The broker scaled back its recommendation on the stock to "sell", albeit with a revised 71p target price, compared to 56p previously, in a life insurance sector round-up, saying that the company's turnaround strategy faced challenges. In particular, a focus on low margin savings products could prove risky.
"We believe that the current turnaround strategy being fashioned around selling low margin selling savings products is risky given that the competitive advantage of a life insurer over an asset manager on these products is very limited, apart from the ability to sell guaranteed products," the broker explained. "Also, with an infrastructure built to write annuities, the company will have to shrink its cost base to make this business profitable."

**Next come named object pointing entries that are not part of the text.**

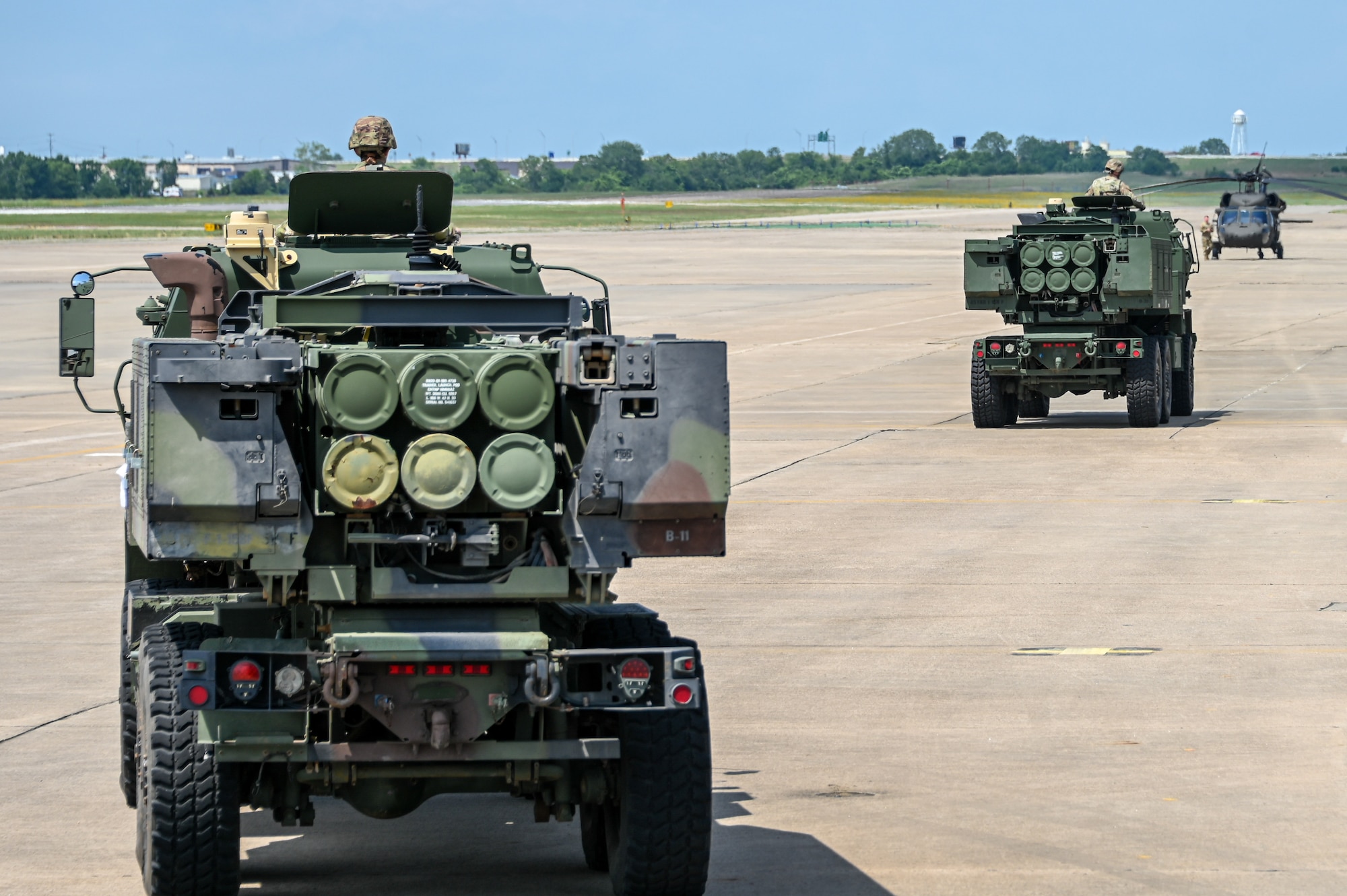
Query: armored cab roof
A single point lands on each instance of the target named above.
(375, 202)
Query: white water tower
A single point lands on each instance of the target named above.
(1237, 132)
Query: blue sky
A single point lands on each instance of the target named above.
(514, 77)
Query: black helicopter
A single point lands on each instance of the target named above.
(1249, 217)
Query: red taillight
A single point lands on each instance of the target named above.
(246, 670)
(636, 668)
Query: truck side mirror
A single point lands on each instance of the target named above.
(76, 335)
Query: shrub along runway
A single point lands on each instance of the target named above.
(1055, 658)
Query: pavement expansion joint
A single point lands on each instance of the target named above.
(1085, 652)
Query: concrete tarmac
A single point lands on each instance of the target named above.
(880, 723)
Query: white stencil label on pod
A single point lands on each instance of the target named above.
(441, 390)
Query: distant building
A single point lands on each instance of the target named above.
(235, 166)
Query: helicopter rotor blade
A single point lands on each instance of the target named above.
(1158, 187)
(1307, 184)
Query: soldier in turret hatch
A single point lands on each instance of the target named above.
(1112, 184)
(372, 137)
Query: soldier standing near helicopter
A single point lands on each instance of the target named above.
(1112, 184)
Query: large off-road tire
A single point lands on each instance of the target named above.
(1186, 380)
(127, 704)
(188, 813)
(1146, 389)
(1035, 407)
(127, 685)
(1167, 377)
(593, 837)
(657, 831)
(992, 405)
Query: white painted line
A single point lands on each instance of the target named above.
(247, 844)
(48, 442)
(847, 333)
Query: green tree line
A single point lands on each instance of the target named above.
(28, 176)
(624, 166)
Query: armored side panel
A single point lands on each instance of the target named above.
(655, 478)
(212, 474)
(987, 273)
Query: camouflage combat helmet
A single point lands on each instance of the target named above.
(372, 132)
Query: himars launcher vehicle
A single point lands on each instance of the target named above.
(378, 487)
(1101, 292)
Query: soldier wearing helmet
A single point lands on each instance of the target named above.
(372, 137)
(1112, 184)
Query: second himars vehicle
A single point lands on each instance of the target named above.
(1101, 291)
(378, 487)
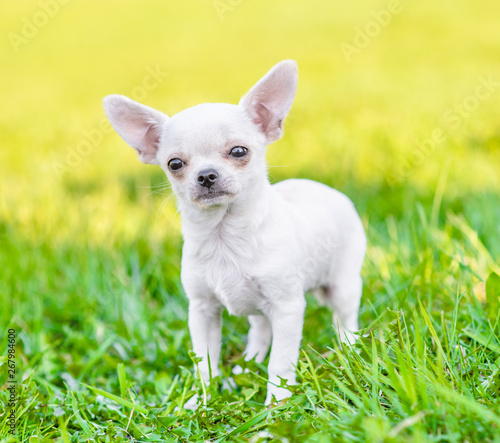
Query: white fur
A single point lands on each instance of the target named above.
(249, 246)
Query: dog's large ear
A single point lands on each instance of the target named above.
(139, 125)
(270, 100)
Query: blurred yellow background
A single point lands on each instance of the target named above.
(377, 79)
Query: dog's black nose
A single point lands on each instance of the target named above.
(207, 177)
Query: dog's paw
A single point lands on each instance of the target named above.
(192, 403)
(278, 394)
(228, 384)
(237, 370)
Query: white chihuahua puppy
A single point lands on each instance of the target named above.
(249, 246)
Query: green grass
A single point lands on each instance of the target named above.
(90, 259)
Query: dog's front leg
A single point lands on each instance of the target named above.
(287, 320)
(205, 322)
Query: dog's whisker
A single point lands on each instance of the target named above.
(162, 207)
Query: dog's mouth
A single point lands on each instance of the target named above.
(212, 197)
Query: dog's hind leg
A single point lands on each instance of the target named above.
(259, 338)
(344, 297)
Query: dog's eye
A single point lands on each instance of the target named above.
(175, 164)
(238, 151)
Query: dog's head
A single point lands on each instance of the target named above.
(212, 153)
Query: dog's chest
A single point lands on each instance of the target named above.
(228, 273)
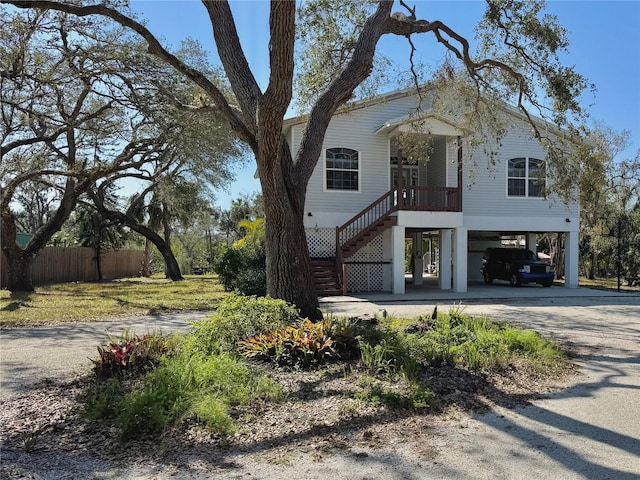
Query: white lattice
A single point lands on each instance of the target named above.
(361, 277)
(322, 242)
(367, 277)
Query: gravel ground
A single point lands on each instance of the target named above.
(587, 430)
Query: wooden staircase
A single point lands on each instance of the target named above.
(369, 233)
(351, 237)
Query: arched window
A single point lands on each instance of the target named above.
(525, 177)
(342, 169)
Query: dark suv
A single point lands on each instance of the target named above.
(516, 265)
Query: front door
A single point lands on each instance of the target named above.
(409, 176)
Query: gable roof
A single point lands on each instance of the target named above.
(439, 122)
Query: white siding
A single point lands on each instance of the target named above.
(354, 130)
(485, 184)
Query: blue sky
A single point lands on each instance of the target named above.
(605, 48)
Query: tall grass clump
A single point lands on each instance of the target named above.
(238, 318)
(200, 387)
(477, 343)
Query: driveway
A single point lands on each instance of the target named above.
(590, 430)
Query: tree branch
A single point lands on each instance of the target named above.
(155, 48)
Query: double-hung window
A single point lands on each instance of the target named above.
(342, 169)
(525, 177)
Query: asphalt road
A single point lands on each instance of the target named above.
(590, 430)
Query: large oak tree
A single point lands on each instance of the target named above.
(519, 63)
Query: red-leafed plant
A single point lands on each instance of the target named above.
(131, 353)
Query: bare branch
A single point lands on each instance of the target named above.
(155, 48)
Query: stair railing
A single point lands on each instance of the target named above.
(350, 230)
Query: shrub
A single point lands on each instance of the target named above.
(302, 345)
(411, 395)
(305, 343)
(130, 353)
(242, 269)
(239, 317)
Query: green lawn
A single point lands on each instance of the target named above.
(69, 302)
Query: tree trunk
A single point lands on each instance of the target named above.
(594, 262)
(19, 270)
(19, 260)
(145, 270)
(288, 265)
(98, 251)
(171, 264)
(558, 257)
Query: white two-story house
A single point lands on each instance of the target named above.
(363, 202)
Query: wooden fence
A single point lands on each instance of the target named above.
(62, 264)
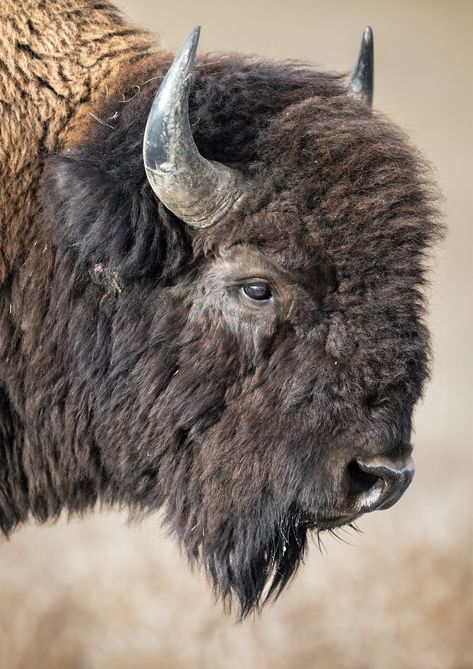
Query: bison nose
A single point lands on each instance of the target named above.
(378, 482)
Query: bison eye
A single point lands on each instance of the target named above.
(257, 291)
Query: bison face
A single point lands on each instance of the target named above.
(241, 346)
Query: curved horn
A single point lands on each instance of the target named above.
(362, 78)
(197, 190)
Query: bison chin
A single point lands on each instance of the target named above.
(250, 558)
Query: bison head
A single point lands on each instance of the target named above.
(233, 332)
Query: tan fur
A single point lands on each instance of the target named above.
(57, 59)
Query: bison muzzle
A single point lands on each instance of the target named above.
(211, 298)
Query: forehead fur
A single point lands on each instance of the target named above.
(327, 175)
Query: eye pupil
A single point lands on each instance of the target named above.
(257, 291)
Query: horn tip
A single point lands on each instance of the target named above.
(368, 34)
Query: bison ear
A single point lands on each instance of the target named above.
(103, 220)
(362, 79)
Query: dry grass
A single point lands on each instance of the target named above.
(98, 594)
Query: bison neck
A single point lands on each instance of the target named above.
(56, 61)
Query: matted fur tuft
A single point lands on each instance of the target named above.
(132, 375)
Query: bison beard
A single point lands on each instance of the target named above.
(133, 373)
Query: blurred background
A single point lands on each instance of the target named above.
(101, 594)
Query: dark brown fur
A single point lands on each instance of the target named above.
(129, 374)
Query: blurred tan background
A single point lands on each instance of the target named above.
(98, 594)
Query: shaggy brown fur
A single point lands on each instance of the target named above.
(131, 370)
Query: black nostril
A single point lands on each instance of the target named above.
(378, 482)
(360, 480)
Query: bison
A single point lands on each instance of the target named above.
(211, 298)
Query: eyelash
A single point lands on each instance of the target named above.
(265, 291)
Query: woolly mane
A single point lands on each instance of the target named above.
(128, 382)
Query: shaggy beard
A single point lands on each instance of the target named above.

Citi was more positive on Prudential, which was upped to "buy" in the same review. "Prudential's recent rally removes the significant valuation discount though the price is still yet to recognise fully the potential for the franchise to outperform in the long run," the broker said. Citi highlighted the company's growth prospects, adding: "Its relative competitive position has strengthened in the US due to the... dislocation in the market while it continues to increase its market share in Asia."
The assessment contributed to L&G's decline to 78.5p, down 7.4 per cent, or 6.25p. Prudential, although better off, was also in the red, closing at 620.5p, down 4.6 per cent, or 30p as the wider market suffered its worst session since the end of March.
Overall, the benchmark FTSE 100 index slumped by 3.2 per cent, or 170.68 points, to 5194.13 and the mid-cap FTSE 250 index retreated to 8880.52, down 3.2 per cent, or 290.24 points. The slide was provoked by concern over turmoil in the Middle East, with investors selling amid worries of a default by the Dubai government, which earlier asked creditors to two of its largest corporate entities for a debt standstill agreement.
To compound investors' woes, technical difficulties at the London Stock Exchange interrupted trading for several hours. "As far as glitches go, the London Stock Exchange couldn't have picked a worse day," said Manoj Ladwa, senior trader at ETX Capital. "Traders were sat at their desks twiddling their thumbs for three hours while the LSE sorted out their issues... Once trading did resume on the main bourse, [they] continued dumping stocks."
The banking sector was among the hardest hit, with the Royal Bank of Scotland declining by 7.8 per cent, or 2.77p, to 32.995p and Barclays retreating by 8 per cent, or 25.2p, to 291.1p. The sell-off came amid a swirl of rumours linking different European banks to parts of the troubled emirate. Besides RBS and Barclays, Lloyds was 5.42p weaker at 88.83p, HSBC fell to 705.6p, down 35.6p, and Standard Chartered lost 93p to 1514p.
Elsewhere, in the mining sector, worries about Dubai were supplemented by news that copper inventories at warehouses monitored by the London Metals Exchange had risen to their highest level in months. A late rebound in the US dollar also pressured the sector, with Xstrata falling to 1022p, down 6.8 per cent, or 75p, and Kazakhmys retreating by 6.4 per cent, or 83p, to 1213p.
Commercial property stocks were out of favour amid fears that Dubai's debt problems may lead to a fire sale of the emirate's real estate assets in the UK. There were also worries about the future of capital flows, with Nomura analyst Mike Prew saying: "The tangible impact is a potential reduction in capital flows into the UK commercial real estate market from Middle Eastern states which are less resources rich than others."
As a results, Land Securities declined by 3.9 per cent, or 26.5p, to 660.5p as the fears offset the impact of some support from Credit Suisse, which upped its target price for the stock to 707p from 544p. British Land was 17.5p weaker at 450p, and Hammerson fell by 12.9p to 399.5p. Liberty International was also weak, declining by 3 per cent, or 14.4p, to 473.1p.
Water companies managed to buck the trend, gaining ground after Ofwat, the water market regulator, held back from deep reductions in household bills in a decision on prices. Credit Suisse said it regarded Ofwat's release "as a small but reassuring improvement on the draft determination". "Much of the fears on dividend sustainability have already been priced in, in our view," the broker said, as Severn Trent, up 3.8 per cent, or 38p, at 1044p, swung to pole position on the FTSE 100, and United Utilities rose to 485.8p, up 1.7p.
Back on the downside, and the London Stock Exchange fell to 754.5p, down 60p. The stock was hit both by the interruption to trading and by concerns about the stake held by Borse Dubai, its largest shareholder.
Traders moved out amid concerns that the Middle Eastern investor, which is backed by the Dubai government, may be forced to sell down its stake as the emirate grapples with its debt.